The ability to replicate with confidence also frees you from the stress of deployments. You can deploy on Fridays again! You can deploy frequently and with great confidence! You can readily create new environments for blue/green deployments. You can provide uptime guarantees because you can spin up a new environment parallel to the current one and then just switch new traffic to the new instance. Since your infrastructure is code, you can also check it into version control. You can connect it to monitoring software that can automatically roll back to the last known “good” deployment if you find an increase in errors rates.

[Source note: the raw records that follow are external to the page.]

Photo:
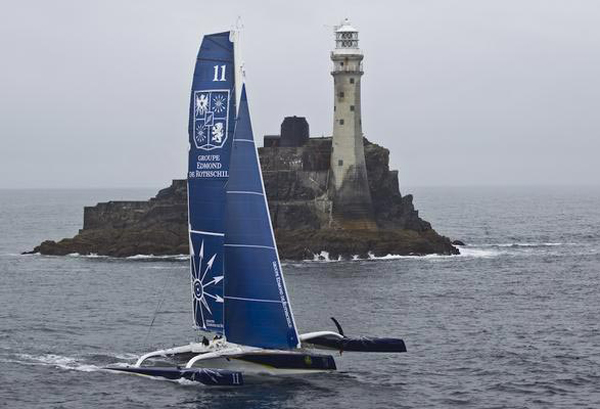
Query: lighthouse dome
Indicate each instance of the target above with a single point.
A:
(346, 36)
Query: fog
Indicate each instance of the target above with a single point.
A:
(467, 92)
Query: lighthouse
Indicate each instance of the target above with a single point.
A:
(348, 185)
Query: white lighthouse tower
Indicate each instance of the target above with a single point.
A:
(349, 186)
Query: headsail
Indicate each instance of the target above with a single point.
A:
(212, 119)
(257, 310)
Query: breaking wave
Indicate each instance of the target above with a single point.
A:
(485, 250)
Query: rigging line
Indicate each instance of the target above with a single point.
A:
(158, 307)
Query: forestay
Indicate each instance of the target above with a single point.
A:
(257, 309)
(211, 123)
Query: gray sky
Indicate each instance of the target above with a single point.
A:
(463, 92)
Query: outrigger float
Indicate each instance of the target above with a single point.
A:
(238, 289)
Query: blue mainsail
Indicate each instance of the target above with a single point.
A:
(257, 309)
(211, 123)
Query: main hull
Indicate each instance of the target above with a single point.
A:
(221, 355)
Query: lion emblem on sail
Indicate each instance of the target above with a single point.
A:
(211, 116)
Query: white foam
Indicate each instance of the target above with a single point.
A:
(181, 257)
(59, 361)
(526, 244)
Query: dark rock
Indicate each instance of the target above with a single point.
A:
(296, 180)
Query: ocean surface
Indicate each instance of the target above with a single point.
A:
(513, 322)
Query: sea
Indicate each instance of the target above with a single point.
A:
(512, 322)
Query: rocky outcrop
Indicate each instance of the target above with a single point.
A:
(296, 180)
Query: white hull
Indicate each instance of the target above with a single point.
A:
(220, 354)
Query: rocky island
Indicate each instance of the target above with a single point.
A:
(296, 181)
(334, 195)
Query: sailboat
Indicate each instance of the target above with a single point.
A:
(238, 288)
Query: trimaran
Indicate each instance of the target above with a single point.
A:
(238, 290)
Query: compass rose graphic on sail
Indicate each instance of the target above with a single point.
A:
(211, 115)
(207, 289)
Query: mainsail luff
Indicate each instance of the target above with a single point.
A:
(211, 124)
(257, 310)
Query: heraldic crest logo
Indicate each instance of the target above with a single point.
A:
(211, 115)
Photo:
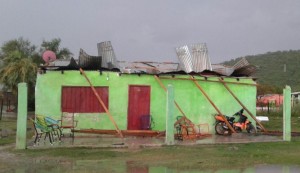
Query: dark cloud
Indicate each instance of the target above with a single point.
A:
(150, 30)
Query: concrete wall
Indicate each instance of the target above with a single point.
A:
(187, 95)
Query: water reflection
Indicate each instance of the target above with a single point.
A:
(91, 166)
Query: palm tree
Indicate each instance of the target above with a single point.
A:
(53, 45)
(17, 65)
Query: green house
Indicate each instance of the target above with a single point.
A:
(131, 96)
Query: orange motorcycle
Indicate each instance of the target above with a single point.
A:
(242, 124)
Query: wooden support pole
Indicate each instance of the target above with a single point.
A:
(212, 103)
(228, 89)
(102, 103)
(162, 85)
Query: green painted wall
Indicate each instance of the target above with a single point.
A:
(187, 95)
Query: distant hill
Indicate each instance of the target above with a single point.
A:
(276, 68)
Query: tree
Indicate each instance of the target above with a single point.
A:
(17, 65)
(54, 45)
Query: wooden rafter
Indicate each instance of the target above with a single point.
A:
(228, 89)
(212, 103)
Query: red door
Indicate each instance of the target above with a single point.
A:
(138, 105)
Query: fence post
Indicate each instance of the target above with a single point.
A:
(287, 114)
(22, 116)
(169, 116)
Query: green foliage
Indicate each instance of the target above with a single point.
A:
(276, 68)
(17, 64)
(54, 45)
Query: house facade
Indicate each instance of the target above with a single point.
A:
(129, 97)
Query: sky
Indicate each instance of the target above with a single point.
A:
(150, 30)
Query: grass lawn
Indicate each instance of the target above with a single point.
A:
(197, 157)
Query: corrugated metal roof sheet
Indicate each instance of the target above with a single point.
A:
(106, 51)
(89, 62)
(148, 67)
(222, 69)
(194, 58)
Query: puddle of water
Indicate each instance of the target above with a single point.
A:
(91, 166)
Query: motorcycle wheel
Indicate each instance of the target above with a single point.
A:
(219, 128)
(251, 129)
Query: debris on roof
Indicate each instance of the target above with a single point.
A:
(193, 59)
(106, 51)
(222, 69)
(196, 60)
(148, 67)
(89, 62)
(243, 68)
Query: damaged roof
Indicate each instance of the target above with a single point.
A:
(192, 59)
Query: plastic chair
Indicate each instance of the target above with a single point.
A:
(41, 129)
(68, 121)
(55, 125)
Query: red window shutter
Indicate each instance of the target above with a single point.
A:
(83, 99)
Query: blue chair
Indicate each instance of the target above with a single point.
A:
(55, 125)
(40, 130)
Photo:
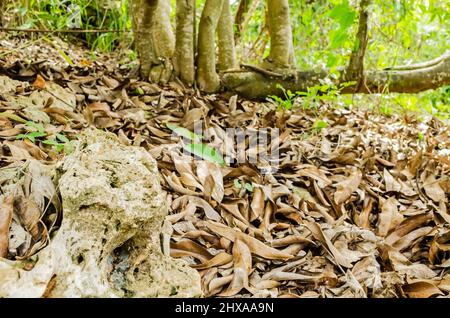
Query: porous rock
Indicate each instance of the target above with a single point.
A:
(108, 244)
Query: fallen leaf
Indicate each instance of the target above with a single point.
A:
(344, 189)
(6, 213)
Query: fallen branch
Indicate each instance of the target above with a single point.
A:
(257, 85)
(62, 30)
(355, 67)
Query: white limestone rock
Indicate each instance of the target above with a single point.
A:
(108, 244)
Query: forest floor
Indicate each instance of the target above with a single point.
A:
(356, 207)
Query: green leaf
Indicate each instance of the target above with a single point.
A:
(320, 124)
(50, 142)
(205, 152)
(36, 126)
(421, 136)
(62, 138)
(23, 136)
(13, 117)
(249, 187)
(181, 131)
(344, 14)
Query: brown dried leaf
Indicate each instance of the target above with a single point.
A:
(421, 289)
(318, 234)
(6, 213)
(241, 270)
(389, 217)
(344, 189)
(256, 247)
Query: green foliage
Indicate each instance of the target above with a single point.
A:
(78, 14)
(183, 132)
(285, 103)
(205, 152)
(36, 132)
(247, 186)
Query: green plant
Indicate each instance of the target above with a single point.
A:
(36, 132)
(78, 14)
(285, 103)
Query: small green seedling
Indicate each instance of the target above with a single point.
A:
(36, 132)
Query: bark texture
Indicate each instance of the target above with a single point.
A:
(280, 31)
(185, 39)
(155, 40)
(227, 51)
(242, 10)
(256, 85)
(355, 68)
(207, 77)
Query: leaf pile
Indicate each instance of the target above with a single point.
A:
(355, 207)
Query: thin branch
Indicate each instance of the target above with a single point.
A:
(420, 65)
(261, 70)
(355, 68)
(244, 6)
(62, 30)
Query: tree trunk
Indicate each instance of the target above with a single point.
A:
(155, 40)
(355, 68)
(207, 77)
(185, 41)
(242, 10)
(280, 31)
(256, 84)
(227, 52)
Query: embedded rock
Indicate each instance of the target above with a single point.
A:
(108, 244)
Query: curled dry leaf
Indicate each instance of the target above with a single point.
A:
(242, 267)
(421, 289)
(256, 247)
(344, 189)
(389, 217)
(29, 215)
(6, 213)
(318, 234)
(220, 259)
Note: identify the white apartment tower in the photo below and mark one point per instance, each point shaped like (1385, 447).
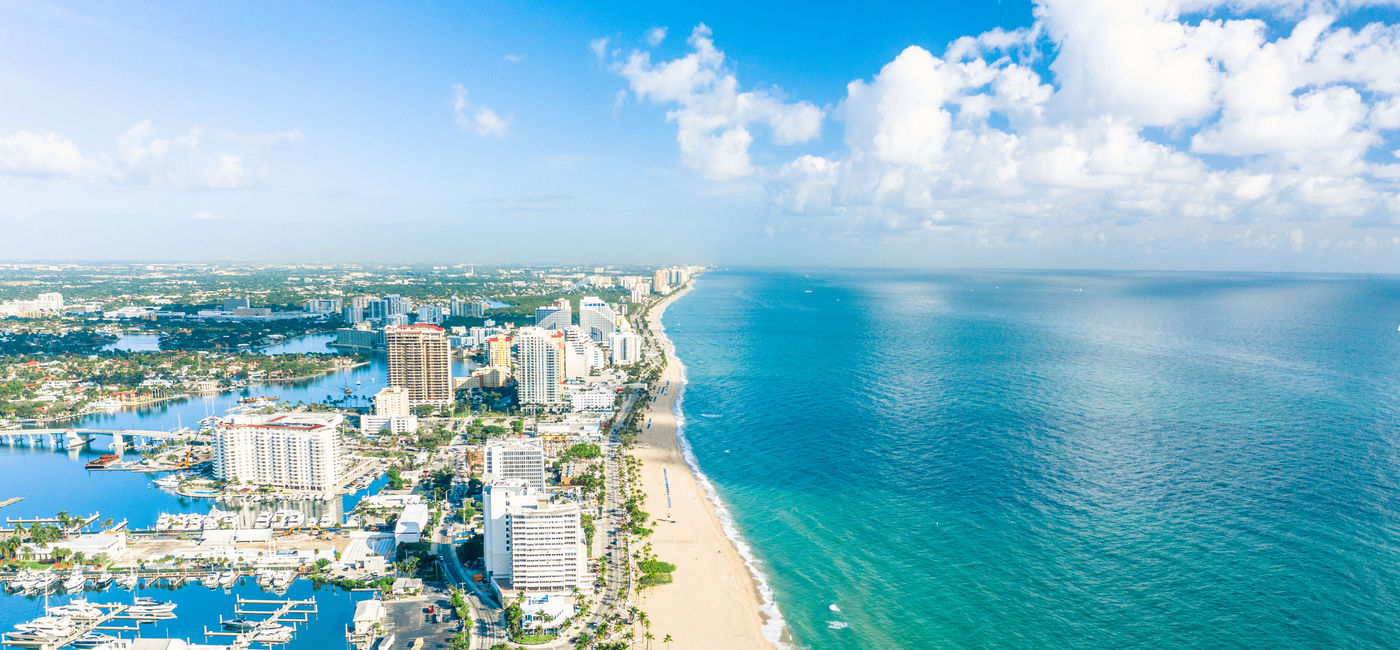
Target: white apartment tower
(625, 348)
(556, 315)
(297, 451)
(515, 460)
(597, 318)
(420, 362)
(541, 364)
(531, 544)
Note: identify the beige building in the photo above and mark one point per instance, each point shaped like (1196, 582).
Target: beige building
(392, 401)
(420, 362)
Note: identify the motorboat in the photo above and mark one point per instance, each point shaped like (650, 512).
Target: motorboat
(74, 582)
(77, 608)
(241, 624)
(94, 639)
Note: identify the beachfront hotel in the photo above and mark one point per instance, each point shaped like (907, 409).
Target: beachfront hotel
(534, 545)
(625, 348)
(556, 315)
(298, 451)
(541, 366)
(515, 460)
(597, 318)
(420, 362)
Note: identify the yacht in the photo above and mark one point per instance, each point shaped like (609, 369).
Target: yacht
(150, 608)
(77, 608)
(241, 624)
(51, 626)
(74, 582)
(94, 639)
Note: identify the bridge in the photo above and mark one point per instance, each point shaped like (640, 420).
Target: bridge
(72, 437)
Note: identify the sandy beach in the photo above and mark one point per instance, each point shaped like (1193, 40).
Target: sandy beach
(713, 601)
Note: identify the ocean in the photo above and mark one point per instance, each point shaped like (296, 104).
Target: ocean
(1056, 460)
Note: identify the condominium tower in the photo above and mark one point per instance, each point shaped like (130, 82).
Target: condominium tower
(297, 451)
(420, 362)
(541, 364)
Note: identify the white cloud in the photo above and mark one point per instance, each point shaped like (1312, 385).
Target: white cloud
(188, 161)
(711, 115)
(485, 121)
(39, 156)
(1154, 123)
(599, 48)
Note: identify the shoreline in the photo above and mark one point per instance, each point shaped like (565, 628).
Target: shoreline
(718, 598)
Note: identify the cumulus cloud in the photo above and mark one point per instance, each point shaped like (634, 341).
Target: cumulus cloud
(188, 161)
(41, 156)
(200, 158)
(483, 119)
(1130, 119)
(713, 116)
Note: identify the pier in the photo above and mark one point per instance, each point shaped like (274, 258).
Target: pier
(284, 612)
(81, 626)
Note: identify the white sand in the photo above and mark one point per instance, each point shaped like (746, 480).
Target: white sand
(713, 601)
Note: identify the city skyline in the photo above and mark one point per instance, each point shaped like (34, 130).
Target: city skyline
(1154, 135)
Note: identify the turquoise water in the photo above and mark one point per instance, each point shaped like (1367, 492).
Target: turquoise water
(198, 607)
(1056, 460)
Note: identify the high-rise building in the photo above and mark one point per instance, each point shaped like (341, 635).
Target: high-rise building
(597, 318)
(297, 451)
(420, 362)
(395, 304)
(625, 348)
(556, 315)
(534, 545)
(499, 352)
(541, 364)
(430, 314)
(515, 458)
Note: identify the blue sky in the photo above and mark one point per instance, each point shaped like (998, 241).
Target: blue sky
(1092, 133)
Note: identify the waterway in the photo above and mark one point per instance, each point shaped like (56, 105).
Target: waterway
(55, 479)
(199, 607)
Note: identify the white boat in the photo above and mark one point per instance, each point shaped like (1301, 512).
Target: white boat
(77, 608)
(94, 639)
(74, 582)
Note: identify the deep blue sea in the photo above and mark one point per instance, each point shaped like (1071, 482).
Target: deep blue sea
(1056, 460)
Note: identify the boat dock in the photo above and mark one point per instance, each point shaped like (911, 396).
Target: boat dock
(83, 626)
(291, 611)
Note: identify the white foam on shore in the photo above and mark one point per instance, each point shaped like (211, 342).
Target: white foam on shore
(773, 625)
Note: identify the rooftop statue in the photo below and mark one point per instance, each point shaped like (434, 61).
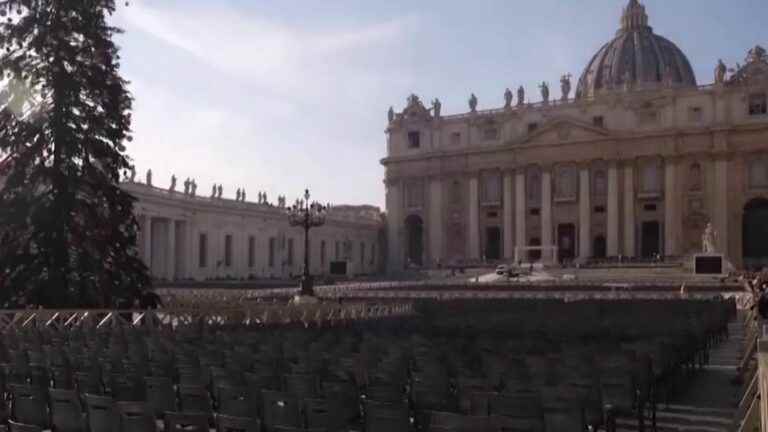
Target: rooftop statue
(437, 107)
(565, 86)
(473, 103)
(507, 98)
(720, 71)
(544, 91)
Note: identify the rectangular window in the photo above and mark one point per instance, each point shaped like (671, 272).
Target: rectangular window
(456, 139)
(202, 258)
(491, 192)
(228, 250)
(598, 121)
(272, 243)
(414, 194)
(758, 105)
(648, 118)
(695, 114)
(251, 251)
(290, 252)
(414, 139)
(490, 134)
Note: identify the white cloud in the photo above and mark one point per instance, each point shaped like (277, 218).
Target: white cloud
(259, 104)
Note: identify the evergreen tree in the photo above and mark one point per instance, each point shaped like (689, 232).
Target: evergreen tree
(67, 231)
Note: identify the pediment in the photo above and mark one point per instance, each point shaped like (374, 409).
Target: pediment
(565, 130)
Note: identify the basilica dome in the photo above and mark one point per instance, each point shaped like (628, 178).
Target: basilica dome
(636, 58)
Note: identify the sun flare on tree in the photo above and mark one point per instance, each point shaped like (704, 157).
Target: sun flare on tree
(67, 231)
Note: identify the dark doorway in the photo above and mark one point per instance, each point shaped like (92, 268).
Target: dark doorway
(566, 242)
(492, 243)
(414, 234)
(534, 255)
(651, 239)
(599, 248)
(755, 234)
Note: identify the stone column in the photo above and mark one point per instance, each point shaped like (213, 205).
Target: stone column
(546, 213)
(394, 220)
(509, 245)
(720, 216)
(148, 242)
(671, 203)
(520, 211)
(629, 210)
(612, 225)
(585, 216)
(474, 219)
(170, 266)
(436, 230)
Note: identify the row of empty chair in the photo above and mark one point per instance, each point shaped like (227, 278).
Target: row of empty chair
(462, 365)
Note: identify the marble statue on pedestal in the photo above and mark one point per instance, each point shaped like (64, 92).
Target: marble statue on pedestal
(565, 86)
(544, 86)
(720, 71)
(708, 239)
(437, 107)
(473, 103)
(507, 98)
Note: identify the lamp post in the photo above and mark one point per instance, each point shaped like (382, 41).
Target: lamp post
(306, 215)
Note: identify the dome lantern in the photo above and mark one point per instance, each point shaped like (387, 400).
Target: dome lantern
(636, 58)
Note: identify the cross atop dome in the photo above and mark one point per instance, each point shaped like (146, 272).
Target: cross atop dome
(634, 17)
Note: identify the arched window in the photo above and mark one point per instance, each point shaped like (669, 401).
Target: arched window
(695, 177)
(758, 173)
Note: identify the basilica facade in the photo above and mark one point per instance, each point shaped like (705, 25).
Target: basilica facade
(636, 163)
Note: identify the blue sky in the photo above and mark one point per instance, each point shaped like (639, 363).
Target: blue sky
(277, 95)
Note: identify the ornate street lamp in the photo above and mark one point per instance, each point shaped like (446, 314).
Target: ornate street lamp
(306, 215)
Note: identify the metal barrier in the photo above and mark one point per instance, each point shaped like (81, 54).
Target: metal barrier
(321, 314)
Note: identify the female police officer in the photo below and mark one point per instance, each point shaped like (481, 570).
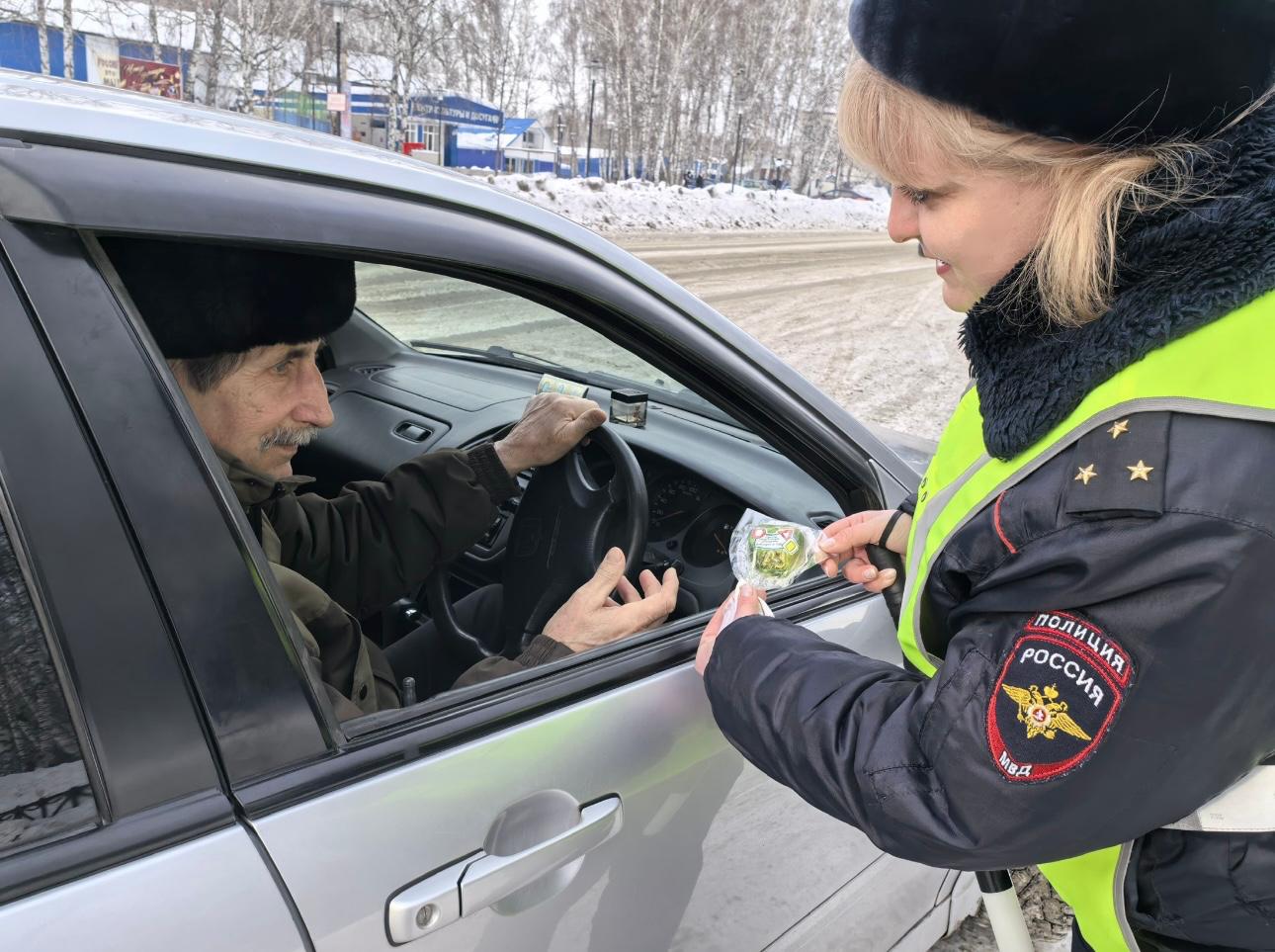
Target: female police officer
(1089, 612)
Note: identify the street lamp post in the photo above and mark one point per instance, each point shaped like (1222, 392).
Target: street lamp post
(338, 16)
(734, 166)
(611, 149)
(594, 66)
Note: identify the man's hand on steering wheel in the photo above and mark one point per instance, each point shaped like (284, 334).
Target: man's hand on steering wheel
(590, 617)
(551, 426)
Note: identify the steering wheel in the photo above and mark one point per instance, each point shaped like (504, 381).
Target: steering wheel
(562, 528)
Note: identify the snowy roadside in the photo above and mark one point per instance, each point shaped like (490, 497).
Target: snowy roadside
(638, 206)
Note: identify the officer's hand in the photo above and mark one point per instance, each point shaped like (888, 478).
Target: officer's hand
(590, 617)
(741, 602)
(551, 424)
(845, 542)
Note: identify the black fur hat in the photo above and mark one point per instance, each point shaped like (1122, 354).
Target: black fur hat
(1111, 71)
(206, 300)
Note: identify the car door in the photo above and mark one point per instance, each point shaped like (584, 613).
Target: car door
(115, 829)
(578, 806)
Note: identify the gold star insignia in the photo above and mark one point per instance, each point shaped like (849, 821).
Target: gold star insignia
(1139, 472)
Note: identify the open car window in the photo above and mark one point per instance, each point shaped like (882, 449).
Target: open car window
(467, 320)
(369, 629)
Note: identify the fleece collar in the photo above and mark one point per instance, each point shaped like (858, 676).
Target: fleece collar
(1178, 269)
(253, 488)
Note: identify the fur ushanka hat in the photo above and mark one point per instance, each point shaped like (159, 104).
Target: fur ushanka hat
(1102, 71)
(207, 300)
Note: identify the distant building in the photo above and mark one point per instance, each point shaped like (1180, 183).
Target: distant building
(515, 145)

You also get to control the costs associated with your project. You can more readily remove zombies from your costs. You might forget to remove something from the code file that represents your infrastructure and have a service spun up unnecessarily. But by documenting your needs as code, you’re allowing yourself more confidence when you audit your systems. You should be able to trace that need throughout your codebases without having to rely on institutional knowledge to let you know if it can be pulled. If, for some reason, you can’t follow it readily, you at least know that the cost of restoring a service is as cheap as reverting a commit.

I’ve found a lot of joy in managing complex services that have their needs clearly documented. I found even more joy when those documents can be read by tools and have everything I need created for me. That replication (a) creates options, (b) lowers costs, and (c) increases my confidence. If you’re not already documenting your infrastructure with code, I highly recommend that you explore moving in that direction.